What if I’m afraid of my partner’s reaction when I tell them I want to use condoms?

In healthy relationships, when partners have problems, they discuss them and work together to find a solution. If you’re afraid of how your partner might react, it might be a sign that you’re in an unhealthy relationship and/or that you should think about if you feel comfortable having sex with your .

What if I already know my partner doesn’t want to use condoms?

Sexual relationships involve two people, so why should your partner get to make the decision regarding condom use? Even if you already know that your partner doesn’t want to use condoms, you need to have a conversation about it. Be honest and state your concerns and the reasons you want to use condoms. You can also say “No glove, no love” or explain that if they want to have sex with you they will respect your decision to use protection.

How can I respond to my partner’s excuses?

  • If they says: “If you love me, you’d let me have sex with you without a condom.”
    You can: Make it clear to them that this isn’t a valid reason. For instance, you could have used the same line and said “If you love me, you’d use a condom,” but you didn’t. You came up with mature, valid reasons regarding your health and wellbeing.
  • If they says: “Stopping to put on a condom will ruin the mood.”
    You can:Tell them that this doesn’t have to be true. If you keep condoms nearby and/or come up with a fun way of putting them on, it can actually add to the mood instead of taking away from it.
  • If they says: “My penis is too big for condoms.”(Some guys actually say this, but it’s not true.)
    You can: Tell him that condoms stretch to accommodate different sizes. If he’s putting the condom on correctly and it really is too tight, there are brands of condoms that come in larger sizes. You can even offer to buy a pack for him or buy a few different types to try!

What if my partner still says no to condoms?

If your partner still says no to using condoms after you’ve made it clear that it’s very important to you, you have an important decision to make. Ask yourself if you’re willing to take the risks that unprotected sex involves, and think long and hard about whether you really want to be with someone who doesn’t respect what is really important to you.

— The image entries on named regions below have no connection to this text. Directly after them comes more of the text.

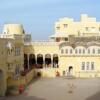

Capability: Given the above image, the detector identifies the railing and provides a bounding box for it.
[24,40,59,45]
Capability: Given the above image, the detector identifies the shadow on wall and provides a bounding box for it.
[86,91,100,100]
[0,95,46,100]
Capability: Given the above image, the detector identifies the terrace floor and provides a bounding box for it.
[0,77,100,100]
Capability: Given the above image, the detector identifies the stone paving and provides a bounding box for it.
[0,77,100,100]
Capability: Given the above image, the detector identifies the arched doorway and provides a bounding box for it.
[68,66,73,76]
[53,54,59,68]
[29,54,36,69]
[45,54,51,67]
[24,54,28,70]
[0,70,6,96]
[37,54,43,68]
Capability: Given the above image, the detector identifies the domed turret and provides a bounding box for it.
[3,24,24,35]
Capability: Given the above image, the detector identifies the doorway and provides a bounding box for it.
[0,70,6,96]
[68,66,73,76]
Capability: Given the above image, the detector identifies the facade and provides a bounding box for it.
[0,14,100,96]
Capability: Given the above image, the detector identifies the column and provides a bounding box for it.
[27,54,30,70]
[51,55,53,67]
[43,55,45,68]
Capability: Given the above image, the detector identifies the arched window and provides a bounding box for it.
[66,49,68,53]
[75,49,77,54]
[92,49,95,54]
[70,49,73,54]
[82,62,85,70]
[98,49,100,54]
[88,49,90,54]
[79,49,81,54]
[91,62,94,70]
[83,49,85,54]
[61,49,64,54]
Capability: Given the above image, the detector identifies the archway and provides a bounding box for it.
[53,54,59,68]
[0,70,6,96]
[45,54,51,67]
[24,54,28,70]
[29,54,36,69]
[37,54,43,68]
[68,66,73,76]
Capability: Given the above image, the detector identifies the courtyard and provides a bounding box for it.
[0,77,100,100]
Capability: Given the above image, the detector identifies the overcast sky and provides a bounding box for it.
[0,0,100,40]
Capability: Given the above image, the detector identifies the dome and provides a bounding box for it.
[3,24,24,35]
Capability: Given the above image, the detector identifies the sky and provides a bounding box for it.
[0,0,100,40]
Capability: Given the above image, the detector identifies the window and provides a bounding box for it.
[66,49,68,53]
[61,49,64,54]
[15,64,20,75]
[83,49,85,54]
[99,27,100,31]
[91,62,94,70]
[88,49,90,54]
[63,24,68,28]
[56,26,60,30]
[82,62,85,70]
[86,62,89,70]
[70,49,72,54]
[75,49,77,53]
[98,49,100,54]
[85,27,89,31]
[91,27,95,31]
[79,49,81,54]
[65,38,68,41]
[92,49,95,54]
[15,47,20,56]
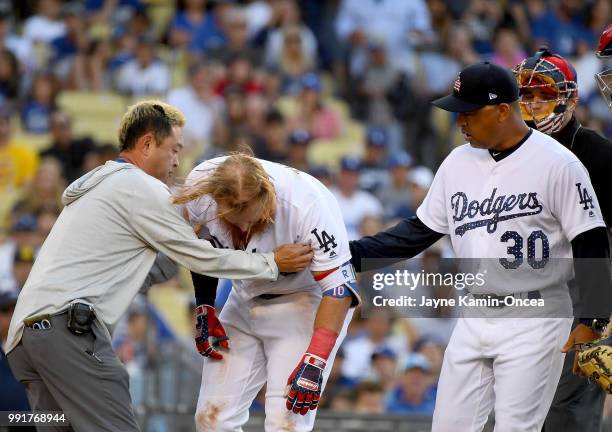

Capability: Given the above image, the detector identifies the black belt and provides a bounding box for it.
[472,291,542,308]
[23,310,68,330]
[257,294,285,300]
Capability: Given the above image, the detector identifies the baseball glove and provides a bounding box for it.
[577,333,612,394]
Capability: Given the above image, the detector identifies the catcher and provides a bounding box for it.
[514,48,612,432]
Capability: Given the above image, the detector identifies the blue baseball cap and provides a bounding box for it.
[340,156,361,171]
[366,127,388,147]
[300,72,322,92]
[387,152,412,169]
[289,129,312,145]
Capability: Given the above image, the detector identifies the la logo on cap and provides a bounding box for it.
[453,77,461,93]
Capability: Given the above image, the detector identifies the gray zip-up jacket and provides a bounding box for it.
[6,161,278,353]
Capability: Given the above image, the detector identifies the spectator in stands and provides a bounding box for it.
[40,110,95,183]
[117,38,170,96]
[415,24,480,101]
[336,0,432,77]
[21,73,58,134]
[370,347,397,393]
[215,54,264,95]
[342,310,407,382]
[253,108,288,163]
[211,86,251,154]
[359,127,390,194]
[0,9,37,72]
[376,152,416,219]
[0,48,21,109]
[461,0,503,55]
[207,7,263,67]
[170,0,225,54]
[85,0,144,27]
[387,353,436,416]
[353,381,386,415]
[287,129,312,172]
[491,27,527,69]
[50,3,89,88]
[359,40,401,126]
[330,389,355,413]
[245,93,270,138]
[331,156,383,240]
[74,39,113,92]
[167,62,223,154]
[0,107,38,195]
[289,73,343,139]
[23,0,66,44]
[266,26,316,95]
[16,157,66,215]
[0,291,36,422]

Talking to your partner about condoms may seem awkward at first, but it’s too important not to have the conversation! Try your best to get past your anxiety and talk to your partner, because you both need to be protected against sexually transmitted infections and unwanted pregnancy if this is a possibility. If your partner really cares about you, they won’t have a problem with agreeing to use condoms every time you have sex.